Gehen dem Südwesten bald die Ingenieure aus? Nachdem es ums Thema Ingenieurmangel einige Zeit ruhig gewesen ist, kocht in Folge der Corona-Krise die Debatte um Ausbildungslücken bei technischen Berufen wieder hoch. Insbesondere die Hochschulen im Land schlagen Alarm, denn ein Frühindikator für künftige Fachkräfte-Engpässe dreht seit Monaten auf rot.
Uni Stuttgart mit nur noch der Hälfte an Maschinenbau-Erstis
An nahezu allen Hochschulen in Baden-Württemberg sinke die Zahl der Bewerber für Ingenieurstudiengänge, sagt etwa Sabine Rein, Präsidentin der Hochschule Konstanz für Technik, Wirtschaft und Gestaltung (HTWG). Fächer wie Maschinenbau oder Verfahrens- und Elektrotechnik litten unter teils „drastischen Rückgängen“ beim Nachwuchs.
In Stuttgart, einer der renommiertesten deutschen Ingenieurs-Unis, schockte Rektor Wolfram Ressel jüngst mit der Aussage, die Zahl der Erstsemester habe sich in einigen Maschinenbau-Studiengängen seit dem Wintersemester 2019/20 „annähernd halbiert“. Fürs kommende Wintersemester liegen der Uni noch keine Zahlen vor.

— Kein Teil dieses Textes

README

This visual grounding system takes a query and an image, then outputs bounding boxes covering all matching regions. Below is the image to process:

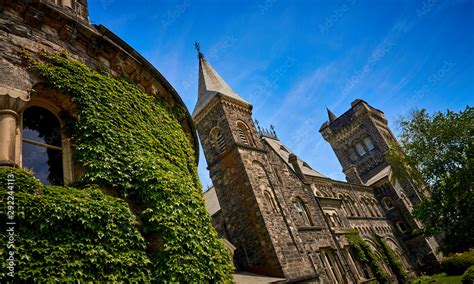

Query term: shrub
[441,251,474,275]
[461,265,474,284]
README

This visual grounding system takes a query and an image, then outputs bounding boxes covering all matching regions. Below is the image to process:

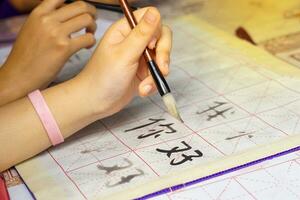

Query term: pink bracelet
[28,90,64,146]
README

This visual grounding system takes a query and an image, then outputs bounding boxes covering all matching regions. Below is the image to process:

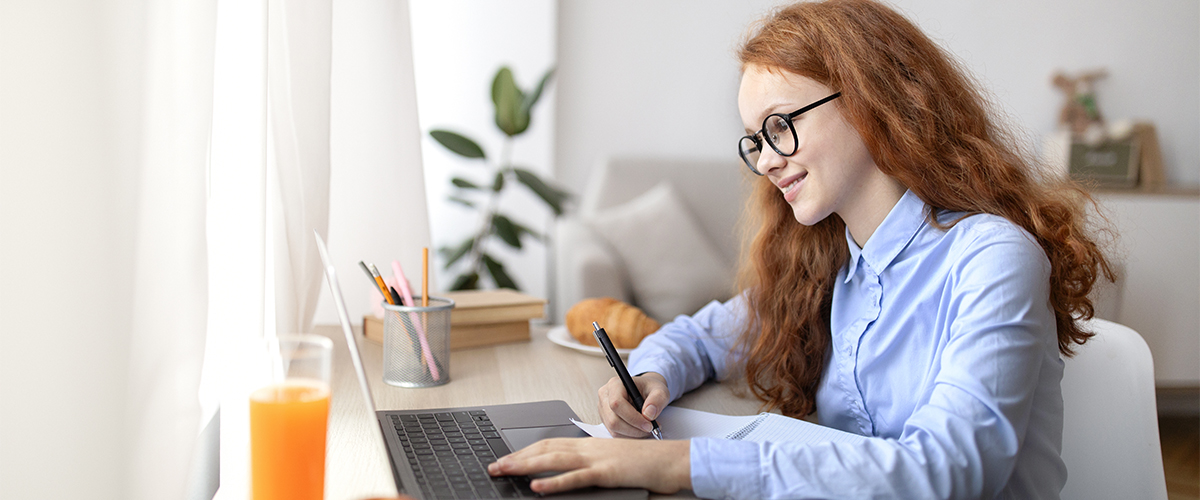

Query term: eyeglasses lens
[763,115,796,156]
[738,137,760,173]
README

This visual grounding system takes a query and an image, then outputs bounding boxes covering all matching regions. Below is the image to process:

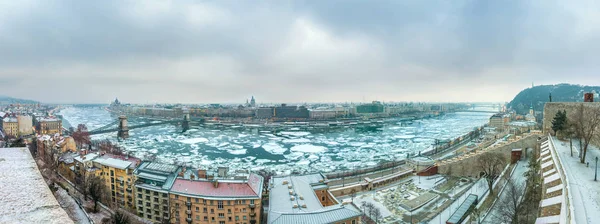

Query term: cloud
[0,0,600,103]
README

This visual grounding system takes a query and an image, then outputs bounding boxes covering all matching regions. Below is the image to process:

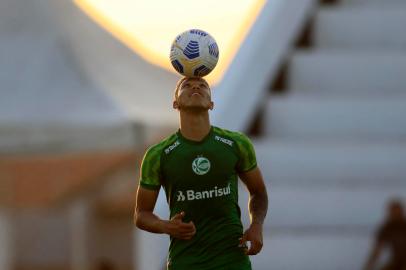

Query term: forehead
[180,78,209,88]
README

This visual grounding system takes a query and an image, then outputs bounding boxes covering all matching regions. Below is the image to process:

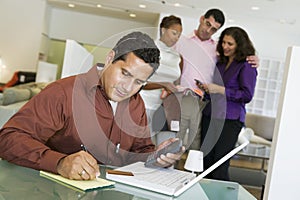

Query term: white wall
[0,0,46,83]
[160,13,300,61]
[264,47,300,200]
[49,8,156,45]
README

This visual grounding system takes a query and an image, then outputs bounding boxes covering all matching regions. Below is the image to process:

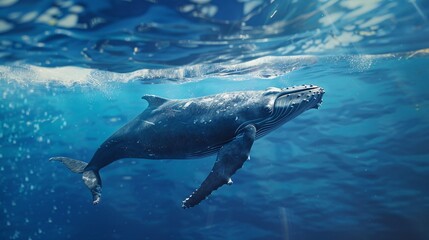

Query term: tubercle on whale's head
[266,85,325,112]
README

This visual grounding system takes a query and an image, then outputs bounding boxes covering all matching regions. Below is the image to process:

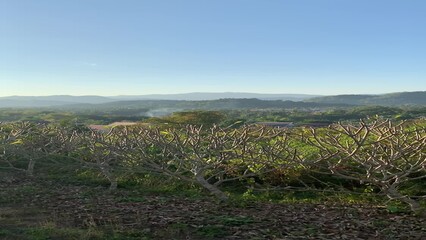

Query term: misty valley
[0,93,426,239]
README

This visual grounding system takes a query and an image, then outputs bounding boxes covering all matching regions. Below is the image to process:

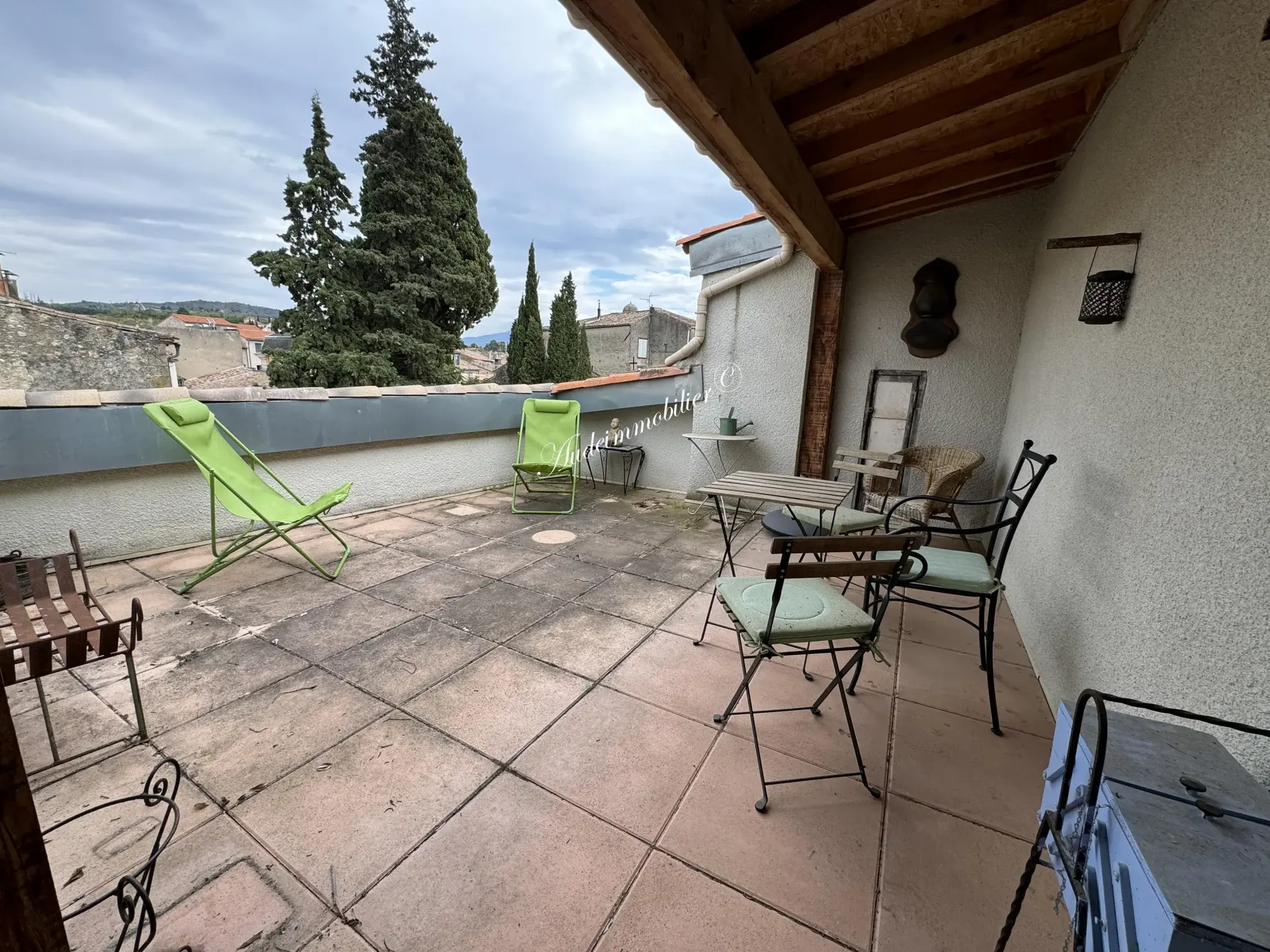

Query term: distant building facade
[0,297,180,390]
[578,303,696,376]
[159,313,269,380]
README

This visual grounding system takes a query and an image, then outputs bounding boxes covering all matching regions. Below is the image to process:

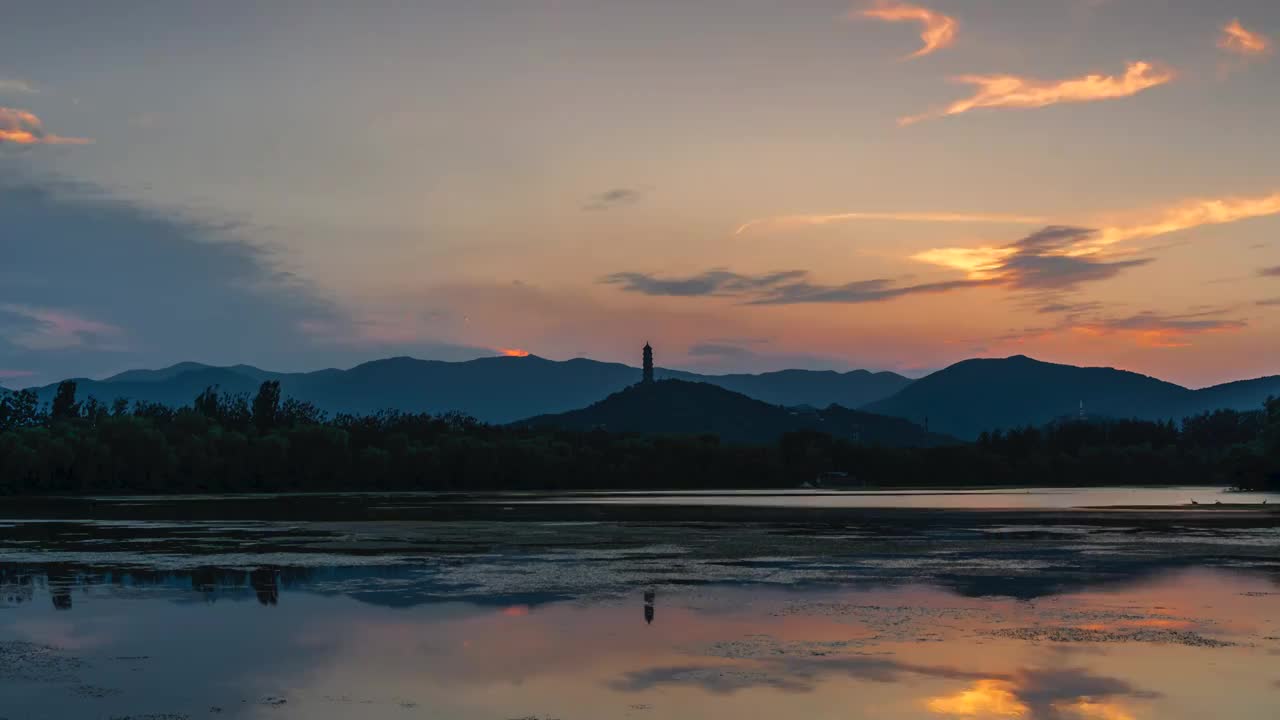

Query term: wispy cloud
[1084,192,1280,251]
[600,269,808,297]
[602,269,992,305]
[0,106,93,145]
[733,213,1044,234]
[582,187,645,210]
[1071,310,1248,347]
[850,0,959,60]
[748,278,993,305]
[0,77,38,95]
[1217,18,1271,58]
[911,192,1280,287]
[911,225,1152,291]
[899,61,1174,126]
[0,304,124,350]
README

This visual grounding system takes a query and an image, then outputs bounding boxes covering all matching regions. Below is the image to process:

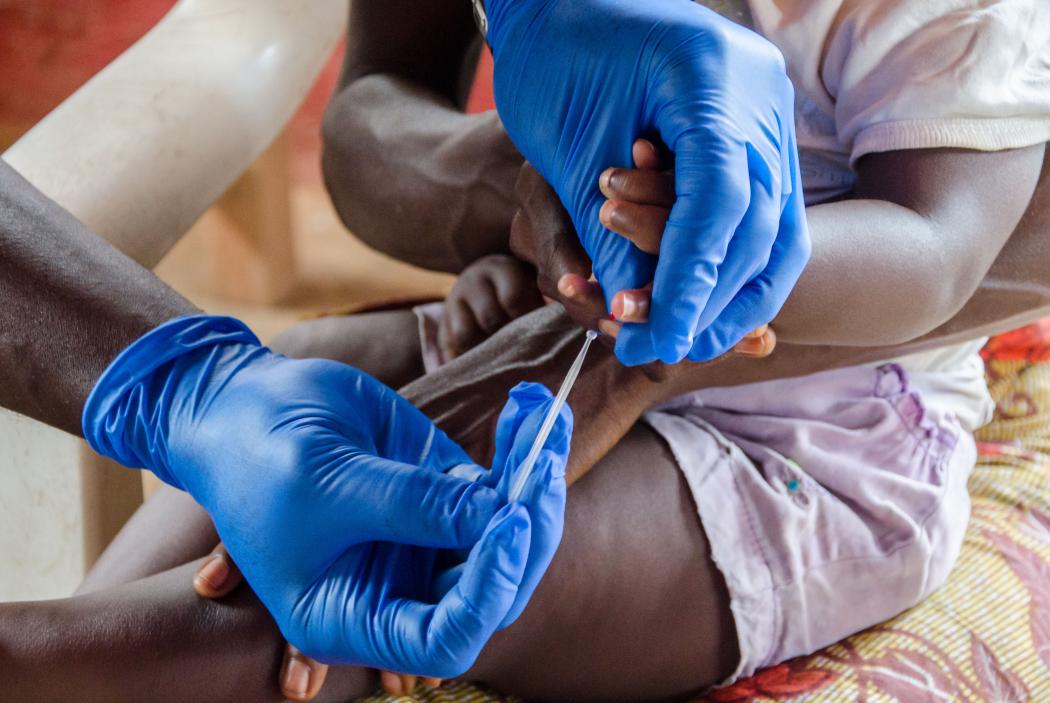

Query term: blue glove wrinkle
[486,0,809,365]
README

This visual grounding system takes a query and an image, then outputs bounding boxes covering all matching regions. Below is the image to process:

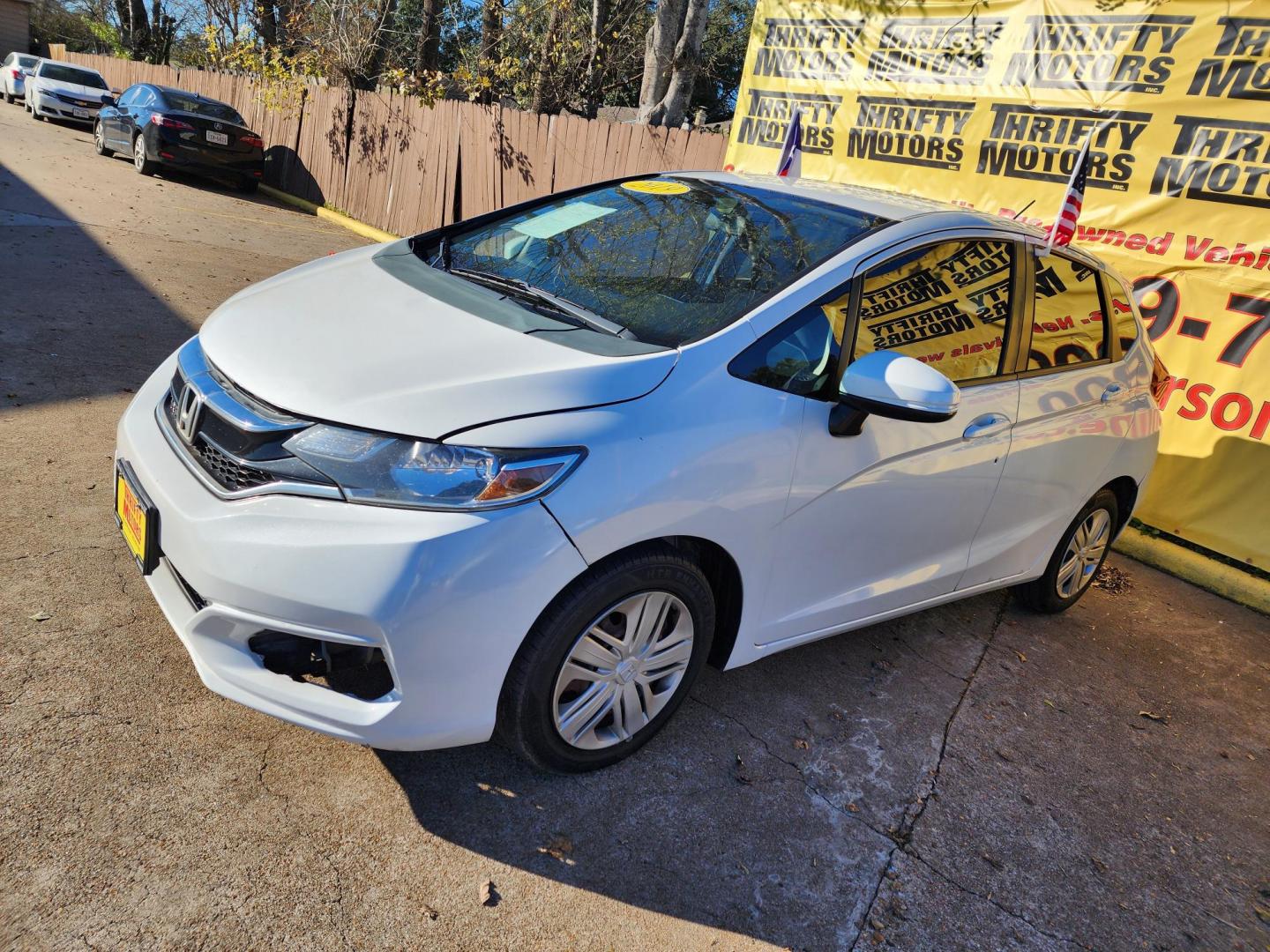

Brandbrief von Hochschul-Rektoren
Insbesondere die Studien-Bewerberzahlen sind entscheidend, weil aus ihnen Rückschlüsse auf den künftigen Nachschub von Experten für den Arbeitsmarkt geschlossen werden können. In einem offenen Brief vom April diesen Jahres warnen mehrere Verbände, Arbeitgeberorganisationen und Hochschulen, dass einem zunehmenden Fachkräftebedarf bei Ingenieuren „bald ein reduziertes Angebot“ gegenüberstehen werde.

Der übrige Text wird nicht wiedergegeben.